Flecainide and Nirmatrelvir/Ritonavir Interaction
Drug interaction information between Flecainide and Nirmatrelvir/Ritonavir.
Flecainide and Nirmatrelvir/Ritonavir have a documented major interaction in FDA labeling.
FDA drug labeling documents a major-severity interaction between Flecainide and Nirmatrelvir/Ritonavir. Major interactions are generally avoided, moderate ones may need monitoring or a dose adjustment, and minor ones are usually low-risk. This page shows the documented mechanism and guidance. Label-documented interactions are not a complete safety review, so always confirm your own medications with a pharmacist or doctor. Educational information, not medical advice.
How They Interact
Ritonavir blocks the enzymes that process flecainide, leading to much higher levels of the heart drug in your system.
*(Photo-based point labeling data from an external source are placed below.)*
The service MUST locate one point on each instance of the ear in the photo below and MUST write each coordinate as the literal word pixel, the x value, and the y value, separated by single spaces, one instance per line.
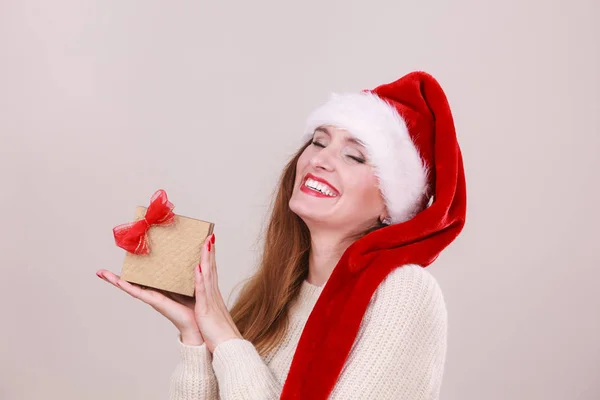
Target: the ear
pixel 385 219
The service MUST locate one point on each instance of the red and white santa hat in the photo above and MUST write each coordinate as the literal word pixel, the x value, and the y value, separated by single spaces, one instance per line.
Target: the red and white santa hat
pixel 397 125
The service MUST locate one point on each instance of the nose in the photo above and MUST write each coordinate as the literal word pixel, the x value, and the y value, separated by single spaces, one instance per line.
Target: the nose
pixel 324 159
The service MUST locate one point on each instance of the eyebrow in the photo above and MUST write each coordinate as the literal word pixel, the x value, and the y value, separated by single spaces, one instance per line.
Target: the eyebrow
pixel 348 139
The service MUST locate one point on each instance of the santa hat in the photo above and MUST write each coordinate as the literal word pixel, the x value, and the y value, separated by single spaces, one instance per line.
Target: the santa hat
pixel 408 130
pixel 380 119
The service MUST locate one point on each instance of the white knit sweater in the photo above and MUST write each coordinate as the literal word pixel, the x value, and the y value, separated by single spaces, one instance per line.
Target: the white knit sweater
pixel 399 351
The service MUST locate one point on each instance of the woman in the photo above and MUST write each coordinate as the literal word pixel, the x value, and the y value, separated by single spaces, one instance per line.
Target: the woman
pixel 341 306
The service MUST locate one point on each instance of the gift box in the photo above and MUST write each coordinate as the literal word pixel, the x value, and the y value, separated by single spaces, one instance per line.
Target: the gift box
pixel 163 248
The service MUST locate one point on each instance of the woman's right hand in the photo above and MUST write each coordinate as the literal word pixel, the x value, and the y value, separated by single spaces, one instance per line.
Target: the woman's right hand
pixel 176 308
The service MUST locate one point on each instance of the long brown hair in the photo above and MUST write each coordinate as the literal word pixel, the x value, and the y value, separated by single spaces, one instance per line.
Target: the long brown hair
pixel 260 312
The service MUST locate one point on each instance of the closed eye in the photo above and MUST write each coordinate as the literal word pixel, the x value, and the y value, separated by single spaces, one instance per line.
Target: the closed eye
pixel 357 159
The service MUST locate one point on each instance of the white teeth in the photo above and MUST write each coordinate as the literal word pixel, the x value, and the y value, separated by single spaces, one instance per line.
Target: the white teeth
pixel 311 183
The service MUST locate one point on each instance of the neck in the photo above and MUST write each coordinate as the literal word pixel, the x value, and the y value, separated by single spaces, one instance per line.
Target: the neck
pixel 325 251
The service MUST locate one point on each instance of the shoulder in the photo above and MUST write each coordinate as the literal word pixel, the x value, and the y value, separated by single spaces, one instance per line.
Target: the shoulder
pixel 409 291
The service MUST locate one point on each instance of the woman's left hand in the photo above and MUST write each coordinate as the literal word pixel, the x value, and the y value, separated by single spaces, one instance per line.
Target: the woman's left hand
pixel 212 315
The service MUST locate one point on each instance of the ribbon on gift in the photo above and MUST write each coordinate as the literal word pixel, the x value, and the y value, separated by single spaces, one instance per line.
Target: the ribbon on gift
pixel 131 236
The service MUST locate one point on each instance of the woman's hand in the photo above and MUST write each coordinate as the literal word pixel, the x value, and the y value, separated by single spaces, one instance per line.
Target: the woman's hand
pixel 212 315
pixel 176 308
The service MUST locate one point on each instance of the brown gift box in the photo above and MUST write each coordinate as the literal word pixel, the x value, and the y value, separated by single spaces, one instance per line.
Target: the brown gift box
pixel 174 253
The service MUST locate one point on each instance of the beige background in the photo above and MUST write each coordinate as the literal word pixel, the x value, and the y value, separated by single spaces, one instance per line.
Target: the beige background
pixel 103 102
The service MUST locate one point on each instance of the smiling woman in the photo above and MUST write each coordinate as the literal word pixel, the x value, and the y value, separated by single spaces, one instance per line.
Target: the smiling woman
pixel 341 306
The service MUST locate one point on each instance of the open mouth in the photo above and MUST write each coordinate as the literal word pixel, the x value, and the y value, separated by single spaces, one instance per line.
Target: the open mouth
pixel 318 186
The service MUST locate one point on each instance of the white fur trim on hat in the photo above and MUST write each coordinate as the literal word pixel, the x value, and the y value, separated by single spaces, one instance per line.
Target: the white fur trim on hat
pixel 401 172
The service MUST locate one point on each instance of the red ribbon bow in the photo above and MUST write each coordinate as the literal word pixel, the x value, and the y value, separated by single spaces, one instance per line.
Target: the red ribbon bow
pixel 132 235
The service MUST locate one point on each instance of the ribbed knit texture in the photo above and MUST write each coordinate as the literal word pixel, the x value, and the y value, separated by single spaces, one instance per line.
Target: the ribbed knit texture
pixel 399 351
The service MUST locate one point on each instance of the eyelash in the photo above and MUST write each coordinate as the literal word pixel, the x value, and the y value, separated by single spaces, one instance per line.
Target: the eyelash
pixel 357 159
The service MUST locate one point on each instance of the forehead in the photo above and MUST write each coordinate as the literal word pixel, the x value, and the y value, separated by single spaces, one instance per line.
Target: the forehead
pixel 334 131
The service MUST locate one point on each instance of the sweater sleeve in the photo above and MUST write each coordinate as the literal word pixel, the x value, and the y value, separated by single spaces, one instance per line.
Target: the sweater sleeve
pixel 399 351
pixel 242 373
pixel 193 378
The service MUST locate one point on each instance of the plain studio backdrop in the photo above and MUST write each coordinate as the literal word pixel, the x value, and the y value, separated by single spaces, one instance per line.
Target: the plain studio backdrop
pixel 102 103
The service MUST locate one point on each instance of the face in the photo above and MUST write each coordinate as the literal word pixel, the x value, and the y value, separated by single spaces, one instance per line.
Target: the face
pixel 335 184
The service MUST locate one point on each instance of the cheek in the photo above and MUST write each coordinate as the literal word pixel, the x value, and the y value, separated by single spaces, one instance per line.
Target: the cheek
pixel 366 191
pixel 301 165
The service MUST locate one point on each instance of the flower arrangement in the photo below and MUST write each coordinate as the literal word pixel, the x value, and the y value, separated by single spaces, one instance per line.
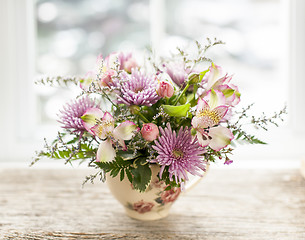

This increase can cause the heart to beat in an unsafe or irregular way.
What To Do
This combination must be avoided. Your doctor should prescribe a different medication that does not interact this way.
FDA Label Information
Antiarrhythmics amiodarone, dronedarone, flecainide, propafenone, quinidine ↑ antiarrhythmic Co-administration contraindicated due to potential for cardiac arrhythmias [see Contraindications (4) ] .
Flecainide Also Interacts With
- Darifenacin moderate
- Fluoxetine moderate
- Propranolol minor
- Diltiazem minor
- Nifedipine minor
Nirmatrelvir/Ritonavir Also Interacts With
- Simvastatin major
- Lovastatin major
- Sildenafil major
- Carbamazepine major
- Rifampin major
Frequently Asked Questions
Can I take Flecainide and Nirmatrelvir/Ritonavir together?
This is a major interaction. This combination must be avoided. Your doctor should prescribe a different medication that does not interact this way.
How serious is the interaction between Flecainide and Nirmatrelvir/Ritonavir?
This interaction is classified as "major" severity by the FDA. Major interactions may be life-threatening or cause serious side effects.
Why do Flecainide and Nirmatrelvir/Ritonavir interact?
Ritonavir blocks the enzymes that process flecainide, leading to much higher levels of the heart drug in your system. This increase can cause the heart to beat in an unsafe or irregular way.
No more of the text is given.